In this study, we have investigated the interaction relationship between two pathogenic bacteria, E. faecalis and E. coli, which are important microorganisms responsible for infectious diseases. Microcalorimetry proved to be an excellent tool for the detection and study of polymicrobial bacterial infections. Also, we were allowed us obtain the voltage–time curves of single microorganisms and their mixtures in three different proportions. From growth curves, we could calculate the thermokinetic parameters to assess the interaction between E. faecalis and E. coli. When we mixed both bacteria, we could observe that in the curves 80 % E. faecalis + 20 % E. coli (Fig. 3a) and 50 % E. faecalis + 50 % E. coli (Fig. 3b), presented a first peak of high intensity characteristic of growth curve of E. coli (Fig. 2). Next to this, second one appears less intense than its recording time can be attributed to E. faecalis. Finally, the graph 20 % E. faecalis + 80 % E. coli (Fig. 3c) is very similar to the E. coli (Fig. 2), because of its higher percentage in the sample; therefore, the growth of E. faecalis was not observable.

In relation to this work, our group had previously published different studies about the mechanism of interaction between E. faecalis and Klebsiella pneumoniae [25] and E. faecalis and Pseudomonas aeruginosa [28].

In case of E. faecalis and K. pneumoniae, the results revealed that when E. faecalis and K. pneumoniae were mixed, in the graphs of 20 % E. faecalis + 80 % K. pneumoniae and 50 % E. faecalis + 50 % K. pneumoniae, the characteristic growth of E. faecalis was not present, due to K. pneumoniae being completely inhibited its growth. In the sample 80 % E. faecalis + 20 % K. pneumoniae, we could observe in the first part of the curve the characteristic growth of E. faecalis, while the second phase was similar to the curve of K. pneumoniae. This is because 80 % of the sample was Enterococci, predominantly its growth profile [25].

However, in the study of E. faecalis and P. aeruginosa, when both pathogens were put together, in the curves 20 % E. faecalis + 80 % P. aeruginosa and 50 % E. faecalis + 50 % P. aeruginosa, we could identify the characteristic growth profile of P. aeruginosa during the duration of the experiment. However, in both cases, even at low rates of E. faecalis in the sample, the growth profile of P. aeruginosa is modified. Perhaps this is because E. faecalis can use nutrients more effectively or its growth is not completely inhibited by Pseudomonas. In the case of sample of 80 % E. faecalis + 20 % P. aeruginosa, the growth profiles of both bacteria can be identified clearly.
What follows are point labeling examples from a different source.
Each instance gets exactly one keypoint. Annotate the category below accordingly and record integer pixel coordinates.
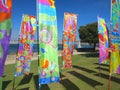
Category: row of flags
(48, 43)
(114, 43)
(5, 33)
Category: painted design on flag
(48, 42)
(26, 42)
(115, 38)
(70, 24)
(103, 41)
(5, 31)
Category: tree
(89, 33)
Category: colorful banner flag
(5, 31)
(70, 24)
(103, 41)
(115, 38)
(26, 42)
(0, 83)
(48, 42)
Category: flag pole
(14, 77)
(109, 45)
(37, 27)
(0, 83)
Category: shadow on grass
(101, 68)
(24, 88)
(89, 81)
(5, 84)
(117, 80)
(26, 79)
(84, 69)
(69, 85)
(91, 55)
(43, 87)
(106, 65)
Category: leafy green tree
(89, 33)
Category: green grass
(84, 75)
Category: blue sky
(87, 11)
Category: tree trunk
(94, 47)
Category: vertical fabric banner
(115, 38)
(70, 24)
(103, 41)
(48, 42)
(5, 31)
(26, 42)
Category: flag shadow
(117, 80)
(68, 85)
(24, 88)
(91, 55)
(84, 69)
(5, 84)
(104, 69)
(89, 81)
(26, 79)
(43, 87)
(102, 64)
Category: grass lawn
(83, 76)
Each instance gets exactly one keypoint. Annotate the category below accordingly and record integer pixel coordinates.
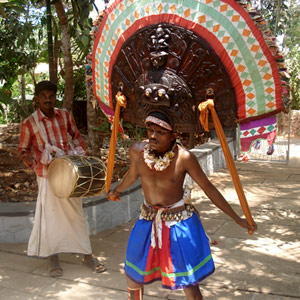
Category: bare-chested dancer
(168, 242)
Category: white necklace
(158, 163)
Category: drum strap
(203, 108)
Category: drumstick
(229, 160)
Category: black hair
(45, 85)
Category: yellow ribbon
(121, 102)
(203, 108)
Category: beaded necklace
(158, 163)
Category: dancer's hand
(113, 195)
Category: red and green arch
(225, 25)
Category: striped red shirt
(61, 132)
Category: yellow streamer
(203, 108)
(121, 102)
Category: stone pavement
(263, 266)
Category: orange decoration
(121, 101)
(203, 108)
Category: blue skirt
(183, 260)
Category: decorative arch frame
(224, 24)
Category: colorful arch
(225, 25)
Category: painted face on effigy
(46, 101)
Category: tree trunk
(52, 74)
(68, 62)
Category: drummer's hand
(27, 159)
(113, 195)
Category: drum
(77, 176)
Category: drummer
(59, 225)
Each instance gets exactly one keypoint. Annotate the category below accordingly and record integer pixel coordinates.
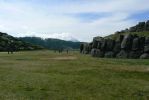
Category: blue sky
(68, 19)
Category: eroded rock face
(109, 54)
(97, 53)
(127, 42)
(144, 56)
(146, 47)
(134, 54)
(122, 54)
(128, 46)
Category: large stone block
(122, 54)
(127, 42)
(144, 56)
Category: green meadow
(45, 75)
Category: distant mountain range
(51, 43)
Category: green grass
(45, 75)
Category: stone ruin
(126, 46)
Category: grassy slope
(115, 36)
(34, 76)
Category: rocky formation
(126, 46)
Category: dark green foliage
(16, 45)
(52, 43)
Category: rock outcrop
(126, 46)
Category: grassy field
(45, 75)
In the first stretch, we could observe the growth curve of E. faecalis, with three peaks of voltage, which signal was recorded during the first 10 h of the experiment, and the second stretch where an increase in potential is maintained for the duration of the experiment is characteristic of Pseudomonas [28].

Conclusions

Microcalorimetry has allowed us to study bacterial growth of mixtures of E. faecalis and other bacteria (E. coli, K. pneumoniae and P. aeruginosa) from the heat generated by its metabolism. Also, this technique allows us to obtain in a few hours the voltage–time curves a real time and thermokinetic parameters such as the growth constant (k), generation time (G), detection time (t d) and the amount of heat released (Q).

Microcalorimetric investigations of interaction relationships between two bacteria are interesting, because it could complement other methods to research how bacteria behave in microbial communities and establish antibiotic treatment strategies in a more rapid and effective way.